The Vancouver Canucks have journeyed to the Stanley Cup Finals twice before in franchise history, but for many Canucks, next Wednesday will mark their first experience in the fourth and final round.
Roberto Luongo has played in 52 playoff games, won two world championships and an Olympic gold medal, but has never before played for the ultimate prize in hockey. The Canucks have faith in their goaltender as they head into uncharted territory in pursuit of the Cup.
“I think he’s gotten better as the playoffs have gone on,” said Bieksa. “He’s a world class goalie, he’s proven that before. He’s performed on the biggest stage and he did it again last game. We’re a really tough team to beat when he’s going like that.”
Henrik Sedin has the opportunity to make history of his own in the coming weeks.
Less than a handful of teams have won the Stanley Cup captained by a European player. Charlie Gardiner, born in Scotland, was the first European captain to lead his team to the Stanley Cup in 1934. More recently, fellow Swede Nicklas Lindstrom accomplished the feat as captain of the Detroit Red Wings.
“I don’t buy into the fact that you can’t have a European captain and go on and win,” said Henrik before deadpanning, “We had a Swedish captain at the Olympics in Torino and we won it so that’s all I can say.”
After Kevin Bieksa scored the double overtime winner to propel the Canucks to the Stanley Cup Finals, the first call he got was from his grandparents with an important message. “Don’t hurt yourself Kevin, be careful.”
Sage advice at a time of year when player injuries are common and rarely divulged.

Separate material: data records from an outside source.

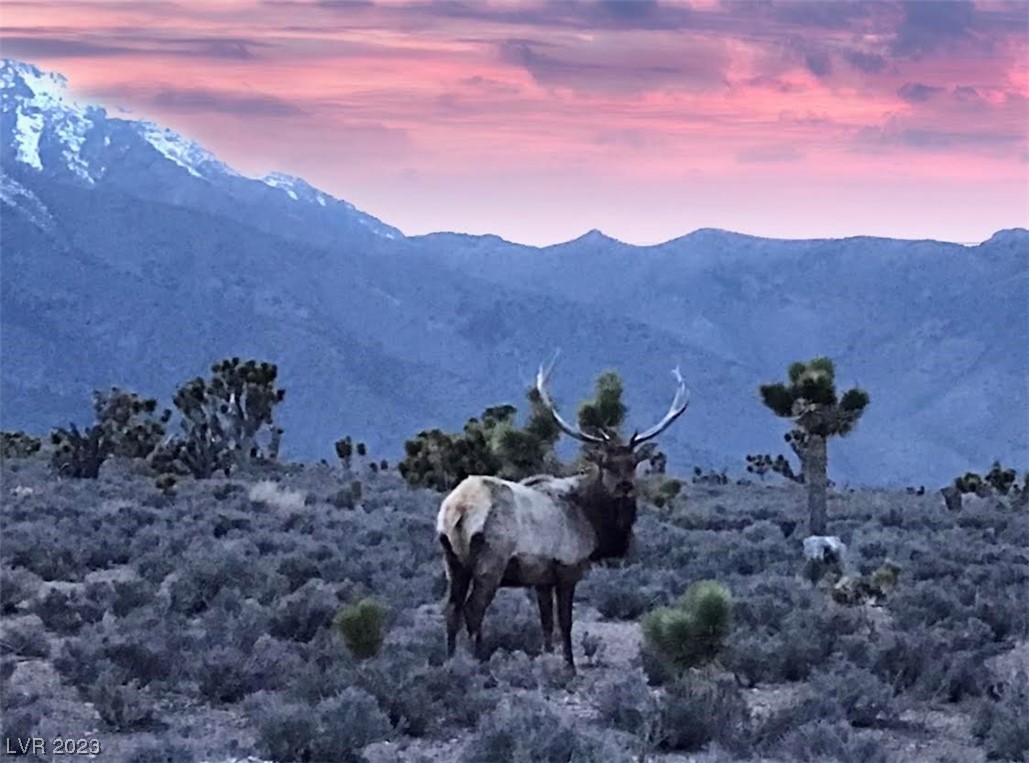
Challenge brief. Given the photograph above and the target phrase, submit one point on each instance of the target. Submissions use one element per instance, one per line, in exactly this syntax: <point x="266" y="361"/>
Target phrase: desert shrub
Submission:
<point x="361" y="626"/>
<point x="24" y="639"/>
<point x="863" y="697"/>
<point x="226" y="420"/>
<point x="1002" y="724"/>
<point x="829" y="740"/>
<point x="129" y="595"/>
<point x="297" y="569"/>
<point x="524" y="728"/>
<point x="205" y="573"/>
<point x="286" y="731"/>
<point x="694" y="631"/>
<point x="226" y="673"/>
<point x="302" y="614"/>
<point x="512" y="669"/>
<point x="78" y="661"/>
<point x="335" y="728"/>
<point x="619" y="593"/>
<point x="65" y="612"/>
<point x="152" y="749"/>
<point x="19" y="445"/>
<point x="22" y="715"/>
<point x="699" y="708"/>
<point x="137" y="659"/>
<point x="16" y="587"/>
<point x="121" y="706"/>
<point x="626" y="703"/>
<point x="423" y="699"/>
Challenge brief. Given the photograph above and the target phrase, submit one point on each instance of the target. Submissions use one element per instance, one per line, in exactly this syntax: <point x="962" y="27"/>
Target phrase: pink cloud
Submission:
<point x="617" y="106"/>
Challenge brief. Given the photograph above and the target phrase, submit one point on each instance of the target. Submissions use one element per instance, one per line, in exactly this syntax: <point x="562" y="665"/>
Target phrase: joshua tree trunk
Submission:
<point x="815" y="475"/>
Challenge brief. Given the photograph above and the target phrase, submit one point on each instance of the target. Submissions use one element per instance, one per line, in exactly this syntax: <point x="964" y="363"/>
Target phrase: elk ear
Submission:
<point x="645" y="452"/>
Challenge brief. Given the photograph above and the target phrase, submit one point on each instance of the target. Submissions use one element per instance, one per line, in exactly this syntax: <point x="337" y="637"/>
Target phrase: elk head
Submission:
<point x="615" y="460"/>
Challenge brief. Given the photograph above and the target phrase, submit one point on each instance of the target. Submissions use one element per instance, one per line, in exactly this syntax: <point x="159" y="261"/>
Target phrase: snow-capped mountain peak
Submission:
<point x="186" y="153"/>
<point x="297" y="188"/>
<point x="44" y="131"/>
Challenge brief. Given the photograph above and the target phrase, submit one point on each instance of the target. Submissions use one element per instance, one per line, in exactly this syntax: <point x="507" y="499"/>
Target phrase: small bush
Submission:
<point x="24" y="639"/>
<point x="361" y="626"/>
<point x="694" y="631"/>
<point x="700" y="708"/>
<point x="626" y="703"/>
<point x="67" y="612"/>
<point x="121" y="706"/>
<point x="523" y="728"/>
<point x="299" y="616"/>
<point x="864" y="698"/>
<point x="16" y="587"/>
<point x="1002" y="725"/>
<point x="19" y="445"/>
<point x="824" y="740"/>
<point x="335" y="728"/>
<point x="156" y="750"/>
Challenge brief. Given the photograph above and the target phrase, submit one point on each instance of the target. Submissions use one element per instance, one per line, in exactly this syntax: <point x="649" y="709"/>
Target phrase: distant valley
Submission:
<point x="133" y="256"/>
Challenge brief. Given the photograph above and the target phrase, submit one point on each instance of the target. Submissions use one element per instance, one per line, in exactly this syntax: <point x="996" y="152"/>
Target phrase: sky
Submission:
<point x="540" y="120"/>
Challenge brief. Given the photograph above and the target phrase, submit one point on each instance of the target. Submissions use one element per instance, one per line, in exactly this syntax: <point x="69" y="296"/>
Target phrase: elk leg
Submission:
<point x="544" y="597"/>
<point x="484" y="588"/>
<point x="460" y="580"/>
<point x="566" y="593"/>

“Everybody right now understands what’s at stake and they’re willing to go to extreme lengths to win,” said Coach V, who bent the rules to comment on the status of Ryan Kesler. “He’s one of our core guys and he’s obviously doing that right now.”
Kesler left the ice midway through the second period in Game 5, noticeably favouring his left leg en route to the dressing room.
When asked about it, Kesler joked that he had to go call his wife because he thought he left the iron on.
Once the call was done, Kesler came back and then some, tipping in the tying goal with 13.2 seconds left in regulation to send the game into overtime.
Kesler’s return was a relief to the Canucks and more good news could be on the horizon.
Coach Vigneault confirmed that both Christian Ehrhoff and Aaron Rome are expected to be ready for the final series starting next Wednesday.
The two defensemen both left the ice in Game 3 against San Jose after taking hits from Jamie McGinn. Erhoff leads all Canucks defensemen with 11 points and Rome scored his first ever playoff goal in Game 2 of the conference finals.